Jn. 8,51-59
“El que
guarda mi palabra, no probará la muerte jamás”.
Estos días comparto sentimiento con un antiguo
alumno, hoy amigo, que, con veintipocos años, acaba de perder a su padre. Me
siento muy cercano a él y a toda su familia. La muerte es siempre dolorosa, más
cuando nos sorprende a edad temprana. Con veintipocos años yo asistí a mi
abuela en el trance de morir y quedé impresionado de esa experiencia que muchos
no hacen jamás. Si para mí fue doloroso, imagino cómo debe de serlo asistir a
la muerte de tu padre a esa edad temprana…

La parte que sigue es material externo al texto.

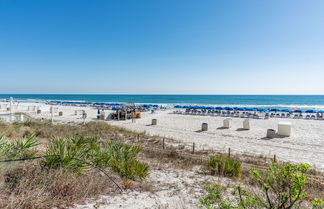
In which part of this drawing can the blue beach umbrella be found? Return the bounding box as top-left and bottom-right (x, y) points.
(258, 108), (268, 112)
(244, 107), (254, 111)
(270, 108), (280, 112)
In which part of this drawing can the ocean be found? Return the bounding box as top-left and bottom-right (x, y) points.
(0, 94), (324, 109)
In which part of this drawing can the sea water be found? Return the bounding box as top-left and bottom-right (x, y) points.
(0, 94), (324, 109)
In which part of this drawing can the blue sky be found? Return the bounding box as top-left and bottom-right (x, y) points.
(0, 0), (324, 94)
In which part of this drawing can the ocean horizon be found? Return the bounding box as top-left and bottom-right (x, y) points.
(0, 94), (324, 108)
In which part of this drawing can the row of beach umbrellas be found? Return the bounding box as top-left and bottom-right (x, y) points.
(50, 101), (159, 108)
(174, 105), (324, 113)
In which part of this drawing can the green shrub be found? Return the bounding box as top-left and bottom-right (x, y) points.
(42, 137), (90, 172)
(106, 142), (149, 180)
(0, 135), (38, 159)
(205, 156), (242, 177)
(43, 137), (148, 180)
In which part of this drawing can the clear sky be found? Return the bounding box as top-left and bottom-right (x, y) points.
(0, 0), (324, 94)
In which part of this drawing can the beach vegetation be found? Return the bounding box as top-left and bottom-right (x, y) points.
(204, 155), (242, 177)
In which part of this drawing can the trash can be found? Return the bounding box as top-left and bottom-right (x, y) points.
(243, 119), (251, 130)
(267, 129), (276, 139)
(201, 123), (208, 131)
(223, 118), (232, 128)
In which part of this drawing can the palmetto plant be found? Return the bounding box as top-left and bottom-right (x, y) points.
(43, 137), (148, 180)
(0, 135), (38, 159)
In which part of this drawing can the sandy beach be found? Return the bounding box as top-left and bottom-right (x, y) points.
(1, 103), (324, 171)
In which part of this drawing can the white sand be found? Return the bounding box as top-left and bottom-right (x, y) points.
(110, 111), (324, 171)
(0, 103), (324, 209)
(76, 165), (230, 209)
(0, 103), (324, 171)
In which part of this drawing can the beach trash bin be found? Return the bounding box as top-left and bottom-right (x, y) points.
(223, 118), (232, 128)
(201, 123), (208, 131)
(267, 129), (276, 139)
(243, 118), (251, 130)
(278, 121), (291, 137)
(19, 114), (24, 122)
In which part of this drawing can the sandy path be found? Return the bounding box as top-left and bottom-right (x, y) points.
(110, 111), (324, 171)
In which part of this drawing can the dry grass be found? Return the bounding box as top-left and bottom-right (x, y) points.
(0, 162), (116, 209)
(0, 121), (324, 208)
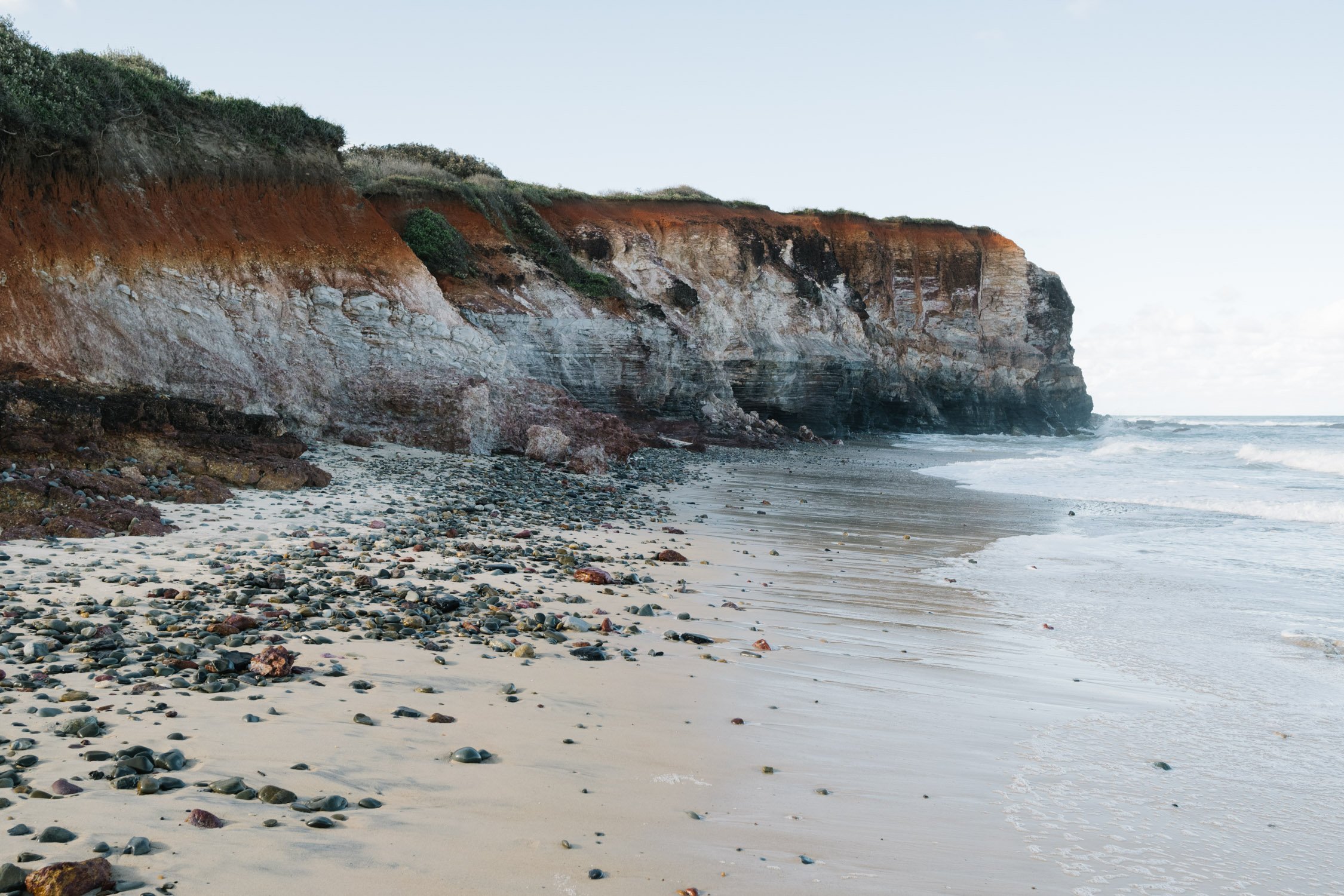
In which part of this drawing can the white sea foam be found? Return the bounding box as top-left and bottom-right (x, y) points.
(1236, 444), (1344, 475)
(914, 421), (1344, 524)
(1282, 628), (1344, 657)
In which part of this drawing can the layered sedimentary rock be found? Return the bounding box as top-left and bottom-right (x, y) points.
(375, 198), (1091, 434)
(0, 103), (1091, 455)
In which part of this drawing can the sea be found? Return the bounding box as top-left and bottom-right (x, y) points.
(909, 416), (1344, 896)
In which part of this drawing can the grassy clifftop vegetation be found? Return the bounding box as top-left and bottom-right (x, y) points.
(0, 17), (345, 156)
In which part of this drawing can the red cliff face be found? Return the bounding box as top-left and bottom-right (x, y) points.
(374, 196), (1091, 434)
(0, 127), (1090, 452)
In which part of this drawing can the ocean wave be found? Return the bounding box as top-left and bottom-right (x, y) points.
(1236, 444), (1344, 475)
(1113, 416), (1344, 428)
(1089, 435), (1189, 457)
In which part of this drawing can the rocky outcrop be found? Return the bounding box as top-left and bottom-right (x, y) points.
(0, 379), (331, 539)
(374, 196), (1091, 435)
(0, 32), (1090, 451)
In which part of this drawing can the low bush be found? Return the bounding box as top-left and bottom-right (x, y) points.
(0, 17), (345, 155)
(402, 208), (476, 280)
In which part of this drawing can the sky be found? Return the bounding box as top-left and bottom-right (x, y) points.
(0, 0), (1344, 415)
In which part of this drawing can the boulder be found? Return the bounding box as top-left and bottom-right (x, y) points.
(24, 858), (113, 896)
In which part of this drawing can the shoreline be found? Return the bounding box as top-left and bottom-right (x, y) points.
(0, 446), (1145, 895)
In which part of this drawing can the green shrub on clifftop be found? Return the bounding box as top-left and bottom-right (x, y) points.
(402, 208), (476, 280)
(0, 17), (345, 156)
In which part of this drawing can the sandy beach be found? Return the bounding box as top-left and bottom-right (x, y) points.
(0, 446), (1167, 895)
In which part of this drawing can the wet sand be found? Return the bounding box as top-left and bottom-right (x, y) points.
(0, 446), (1155, 896)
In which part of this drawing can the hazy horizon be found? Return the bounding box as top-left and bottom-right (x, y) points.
(0, 0), (1344, 415)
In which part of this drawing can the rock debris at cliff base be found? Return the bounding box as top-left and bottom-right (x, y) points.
(0, 447), (780, 894)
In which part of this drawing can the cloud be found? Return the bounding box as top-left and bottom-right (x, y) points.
(1074, 299), (1344, 414)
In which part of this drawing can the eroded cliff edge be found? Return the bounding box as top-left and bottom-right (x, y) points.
(0, 27), (1091, 453)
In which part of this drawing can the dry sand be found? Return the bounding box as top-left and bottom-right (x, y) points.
(0, 446), (1155, 896)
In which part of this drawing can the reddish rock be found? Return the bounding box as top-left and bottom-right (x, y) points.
(570, 444), (606, 473)
(225, 612), (257, 631)
(23, 858), (113, 896)
(186, 809), (225, 833)
(247, 645), (296, 679)
(574, 567), (616, 584)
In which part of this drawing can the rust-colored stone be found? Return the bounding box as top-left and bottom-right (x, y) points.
(23, 858), (113, 896)
(225, 612), (257, 631)
(574, 567), (616, 584)
(247, 645), (296, 679)
(186, 809), (225, 833)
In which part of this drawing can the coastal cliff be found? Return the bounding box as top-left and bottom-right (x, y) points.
(0, 29), (1091, 454)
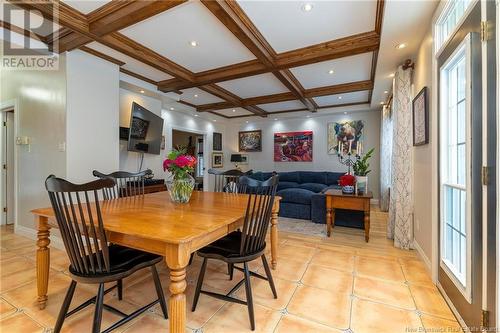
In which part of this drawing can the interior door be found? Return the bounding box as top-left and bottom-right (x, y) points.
(438, 3), (482, 327)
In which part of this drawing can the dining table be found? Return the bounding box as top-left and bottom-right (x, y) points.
(31, 191), (280, 333)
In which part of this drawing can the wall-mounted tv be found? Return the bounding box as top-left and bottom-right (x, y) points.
(128, 102), (163, 155)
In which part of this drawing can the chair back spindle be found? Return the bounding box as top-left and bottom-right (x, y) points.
(238, 176), (278, 256)
(45, 175), (115, 275)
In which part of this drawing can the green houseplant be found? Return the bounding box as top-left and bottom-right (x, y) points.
(352, 148), (375, 194)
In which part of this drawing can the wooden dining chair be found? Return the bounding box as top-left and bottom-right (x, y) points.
(45, 175), (168, 333)
(92, 169), (152, 200)
(191, 176), (278, 331)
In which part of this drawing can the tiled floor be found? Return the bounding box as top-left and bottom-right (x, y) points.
(0, 206), (461, 333)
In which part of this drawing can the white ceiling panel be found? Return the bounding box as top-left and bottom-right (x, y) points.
(87, 42), (173, 81)
(257, 100), (305, 112)
(290, 52), (373, 89)
(314, 90), (368, 106)
(121, 1), (255, 72)
(238, 0), (377, 53)
(62, 0), (110, 14)
(217, 73), (288, 98)
(215, 108), (253, 117)
(181, 88), (224, 105)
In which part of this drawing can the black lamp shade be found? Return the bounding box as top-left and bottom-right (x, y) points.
(231, 154), (242, 162)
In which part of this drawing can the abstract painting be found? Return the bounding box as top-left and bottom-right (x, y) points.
(413, 87), (429, 146)
(328, 120), (365, 155)
(238, 130), (262, 152)
(274, 131), (313, 162)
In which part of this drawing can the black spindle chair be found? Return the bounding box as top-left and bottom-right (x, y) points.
(191, 176), (278, 330)
(92, 169), (152, 200)
(45, 175), (168, 333)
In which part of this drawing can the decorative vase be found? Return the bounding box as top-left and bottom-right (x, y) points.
(166, 174), (195, 203)
(356, 176), (368, 194)
(342, 185), (354, 194)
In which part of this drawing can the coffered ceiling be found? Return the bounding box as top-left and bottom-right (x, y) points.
(2, 0), (438, 118)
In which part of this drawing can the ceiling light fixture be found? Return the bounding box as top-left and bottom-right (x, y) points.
(302, 3), (313, 12)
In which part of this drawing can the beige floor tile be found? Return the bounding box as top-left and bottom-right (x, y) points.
(301, 264), (353, 293)
(311, 250), (354, 272)
(259, 258), (307, 282)
(410, 285), (455, 320)
(236, 277), (298, 310)
(420, 314), (463, 333)
(0, 298), (17, 319)
(203, 303), (281, 333)
(351, 299), (423, 333)
(0, 312), (44, 333)
(274, 315), (342, 333)
(355, 257), (405, 282)
(354, 276), (415, 310)
(287, 286), (351, 329)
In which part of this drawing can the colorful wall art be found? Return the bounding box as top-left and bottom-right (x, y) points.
(328, 120), (365, 155)
(274, 131), (313, 162)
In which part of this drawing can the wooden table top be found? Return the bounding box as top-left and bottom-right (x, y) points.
(31, 191), (280, 244)
(325, 189), (373, 199)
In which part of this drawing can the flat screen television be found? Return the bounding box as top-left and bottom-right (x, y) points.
(128, 102), (163, 155)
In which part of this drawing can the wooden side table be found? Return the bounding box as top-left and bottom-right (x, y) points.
(325, 190), (373, 242)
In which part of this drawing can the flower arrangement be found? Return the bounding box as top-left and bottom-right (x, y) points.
(163, 149), (197, 203)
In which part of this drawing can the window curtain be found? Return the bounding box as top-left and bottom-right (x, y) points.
(380, 105), (392, 212)
(387, 66), (413, 250)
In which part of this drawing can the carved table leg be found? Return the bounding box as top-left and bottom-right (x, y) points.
(36, 216), (50, 310)
(165, 244), (190, 333)
(271, 212), (278, 269)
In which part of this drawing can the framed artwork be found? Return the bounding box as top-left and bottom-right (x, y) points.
(327, 120), (365, 155)
(274, 131), (313, 162)
(213, 132), (222, 151)
(238, 130), (262, 152)
(212, 153), (224, 168)
(413, 87), (429, 146)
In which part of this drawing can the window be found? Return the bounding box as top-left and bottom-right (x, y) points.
(436, 0), (474, 51)
(440, 40), (470, 290)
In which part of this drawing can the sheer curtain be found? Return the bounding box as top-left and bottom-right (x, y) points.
(387, 66), (413, 249)
(380, 105), (392, 212)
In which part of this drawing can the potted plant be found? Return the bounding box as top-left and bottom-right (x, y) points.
(163, 149), (196, 203)
(352, 148), (375, 194)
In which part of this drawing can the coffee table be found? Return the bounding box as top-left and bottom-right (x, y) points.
(325, 190), (373, 242)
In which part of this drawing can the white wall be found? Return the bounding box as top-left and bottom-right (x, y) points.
(66, 50), (119, 182)
(225, 111), (380, 198)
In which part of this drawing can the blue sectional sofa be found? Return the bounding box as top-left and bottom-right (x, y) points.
(249, 171), (363, 228)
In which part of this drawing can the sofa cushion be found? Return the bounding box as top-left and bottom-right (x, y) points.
(297, 183), (327, 193)
(278, 182), (299, 191)
(300, 171), (326, 184)
(278, 171), (300, 183)
(276, 188), (314, 205)
(326, 172), (345, 185)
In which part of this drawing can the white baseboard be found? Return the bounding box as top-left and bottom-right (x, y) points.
(14, 224), (64, 250)
(413, 239), (432, 272)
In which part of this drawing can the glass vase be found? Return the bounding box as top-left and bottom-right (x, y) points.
(167, 175), (195, 203)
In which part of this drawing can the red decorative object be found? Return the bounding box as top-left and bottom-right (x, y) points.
(339, 175), (356, 187)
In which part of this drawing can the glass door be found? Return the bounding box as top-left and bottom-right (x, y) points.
(438, 3), (482, 327)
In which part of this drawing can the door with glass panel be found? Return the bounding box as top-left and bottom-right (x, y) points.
(438, 3), (482, 328)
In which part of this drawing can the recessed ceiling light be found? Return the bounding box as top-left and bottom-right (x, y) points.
(302, 3), (313, 12)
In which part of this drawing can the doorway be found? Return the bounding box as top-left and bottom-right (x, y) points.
(172, 129), (205, 191)
(0, 109), (16, 225)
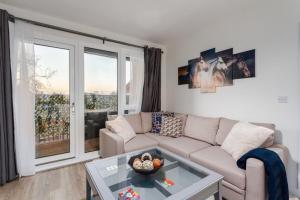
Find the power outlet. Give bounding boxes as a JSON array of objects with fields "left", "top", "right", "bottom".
[{"left": 277, "top": 96, "right": 289, "bottom": 103}]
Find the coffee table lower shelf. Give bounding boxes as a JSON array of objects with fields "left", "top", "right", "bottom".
[{"left": 86, "top": 147, "right": 223, "bottom": 200}]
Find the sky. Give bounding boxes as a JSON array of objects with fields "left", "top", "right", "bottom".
[{"left": 35, "top": 45, "right": 120, "bottom": 94}]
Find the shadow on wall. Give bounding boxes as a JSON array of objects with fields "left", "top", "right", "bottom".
[{"left": 275, "top": 129, "right": 299, "bottom": 195}]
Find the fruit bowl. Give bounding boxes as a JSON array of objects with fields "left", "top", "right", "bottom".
[{"left": 128, "top": 153, "right": 164, "bottom": 175}]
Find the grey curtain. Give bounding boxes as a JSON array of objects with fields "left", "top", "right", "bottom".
[
  {"left": 141, "top": 47, "right": 162, "bottom": 112},
  {"left": 0, "top": 10, "right": 18, "bottom": 185}
]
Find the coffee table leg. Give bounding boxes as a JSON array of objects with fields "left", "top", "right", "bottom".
[
  {"left": 214, "top": 181, "right": 222, "bottom": 200},
  {"left": 86, "top": 180, "right": 92, "bottom": 200}
]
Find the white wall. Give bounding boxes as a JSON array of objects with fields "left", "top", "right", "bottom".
[
  {"left": 167, "top": 0, "right": 300, "bottom": 194},
  {"left": 0, "top": 3, "right": 167, "bottom": 110}
]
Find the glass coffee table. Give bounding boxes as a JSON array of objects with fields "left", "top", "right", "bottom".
[{"left": 85, "top": 147, "right": 223, "bottom": 200}]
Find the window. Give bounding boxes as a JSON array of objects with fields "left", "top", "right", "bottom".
[
  {"left": 124, "top": 56, "right": 144, "bottom": 114},
  {"left": 34, "top": 44, "right": 70, "bottom": 158},
  {"left": 84, "top": 48, "right": 118, "bottom": 152}
]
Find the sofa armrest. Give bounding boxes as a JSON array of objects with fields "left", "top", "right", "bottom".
[
  {"left": 246, "top": 144, "right": 288, "bottom": 200},
  {"left": 99, "top": 128, "right": 125, "bottom": 158}
]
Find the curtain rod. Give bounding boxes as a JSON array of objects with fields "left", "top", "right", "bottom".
[{"left": 9, "top": 15, "right": 163, "bottom": 53}]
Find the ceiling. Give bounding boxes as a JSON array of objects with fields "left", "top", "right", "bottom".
[{"left": 0, "top": 0, "right": 259, "bottom": 44}]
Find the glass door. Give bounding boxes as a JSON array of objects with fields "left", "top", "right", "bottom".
[
  {"left": 34, "top": 40, "right": 75, "bottom": 164},
  {"left": 84, "top": 48, "right": 118, "bottom": 153}
]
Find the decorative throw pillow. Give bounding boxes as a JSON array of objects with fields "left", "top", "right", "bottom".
[
  {"left": 160, "top": 116, "right": 183, "bottom": 137},
  {"left": 106, "top": 116, "right": 136, "bottom": 143},
  {"left": 151, "top": 112, "right": 174, "bottom": 133},
  {"left": 221, "top": 122, "right": 274, "bottom": 160}
]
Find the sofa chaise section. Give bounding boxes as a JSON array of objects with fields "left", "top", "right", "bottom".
[{"left": 100, "top": 113, "right": 288, "bottom": 200}]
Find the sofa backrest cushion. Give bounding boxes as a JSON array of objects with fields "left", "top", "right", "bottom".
[
  {"left": 124, "top": 113, "right": 144, "bottom": 133},
  {"left": 184, "top": 115, "right": 220, "bottom": 144},
  {"left": 216, "top": 117, "right": 275, "bottom": 147},
  {"left": 175, "top": 113, "right": 188, "bottom": 130},
  {"left": 141, "top": 112, "right": 152, "bottom": 133},
  {"left": 106, "top": 116, "right": 136, "bottom": 143}
]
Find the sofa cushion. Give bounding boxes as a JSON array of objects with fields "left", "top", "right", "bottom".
[
  {"left": 151, "top": 112, "right": 174, "bottom": 133},
  {"left": 190, "top": 146, "right": 246, "bottom": 190},
  {"left": 216, "top": 118, "right": 275, "bottom": 147},
  {"left": 124, "top": 113, "right": 144, "bottom": 133},
  {"left": 159, "top": 137, "right": 211, "bottom": 158},
  {"left": 175, "top": 113, "right": 187, "bottom": 130},
  {"left": 160, "top": 116, "right": 183, "bottom": 137},
  {"left": 145, "top": 133, "right": 173, "bottom": 143},
  {"left": 221, "top": 122, "right": 274, "bottom": 160},
  {"left": 106, "top": 116, "right": 136, "bottom": 143},
  {"left": 184, "top": 115, "right": 219, "bottom": 144},
  {"left": 141, "top": 112, "right": 152, "bottom": 133},
  {"left": 124, "top": 134, "right": 158, "bottom": 152}
]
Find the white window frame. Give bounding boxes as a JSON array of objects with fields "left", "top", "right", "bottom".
[
  {"left": 76, "top": 42, "right": 123, "bottom": 158},
  {"left": 33, "top": 26, "right": 144, "bottom": 172},
  {"left": 34, "top": 38, "right": 76, "bottom": 165},
  {"left": 120, "top": 49, "right": 144, "bottom": 115}
]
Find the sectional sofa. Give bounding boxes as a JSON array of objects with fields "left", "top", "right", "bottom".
[{"left": 100, "top": 112, "right": 287, "bottom": 200}]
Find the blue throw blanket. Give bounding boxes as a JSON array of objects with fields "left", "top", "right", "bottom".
[{"left": 237, "top": 148, "right": 289, "bottom": 200}]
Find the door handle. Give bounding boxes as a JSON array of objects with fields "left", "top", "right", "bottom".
[{"left": 71, "top": 102, "right": 75, "bottom": 113}]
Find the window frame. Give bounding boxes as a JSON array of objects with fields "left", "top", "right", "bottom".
[{"left": 34, "top": 38, "right": 76, "bottom": 166}]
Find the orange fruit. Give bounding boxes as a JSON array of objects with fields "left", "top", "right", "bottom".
[{"left": 152, "top": 158, "right": 160, "bottom": 169}]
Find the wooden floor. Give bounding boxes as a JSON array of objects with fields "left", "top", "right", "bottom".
[
  {"left": 0, "top": 164, "right": 299, "bottom": 200},
  {"left": 0, "top": 164, "right": 86, "bottom": 200}
]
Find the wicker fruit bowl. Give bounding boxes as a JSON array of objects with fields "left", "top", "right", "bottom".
[{"left": 128, "top": 153, "right": 164, "bottom": 175}]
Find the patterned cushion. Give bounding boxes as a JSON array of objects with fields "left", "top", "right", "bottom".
[
  {"left": 151, "top": 112, "right": 175, "bottom": 133},
  {"left": 160, "top": 116, "right": 183, "bottom": 137}
]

Al acompañar estos días con el recuerdo y la
oración a mi amigo y su familia, resuenan estas palabras de Jesús de un modo
más profundo y más esperanzador: “El que
guarda mi palabra no probará la muerte jamás”. Todos tenemos que morir. Mi
propia abuela solía repetir: Lo único que
tenemos seguro desde que nacemos es que tenemos que morir. Pero fiarnos de
la palabra de Jesús nos hace entender la muerte como un paso, como un cambio, y
no como un adiós definitivo.
Sé que muchos pensarán que eso es tan sólo un
consuelo para pusilánimes que no saben afrontar el sinsentido de la vida y que,
de este modo, intentan huir cobardemente de ella. Y, sin embargo, yo siento
que eso le da a la vida una amplitud y una fuerza que te hace vivir el presente con coraje. Aunque muchos
prueban la muerte en vida porque no aciertan a vivir con sentido.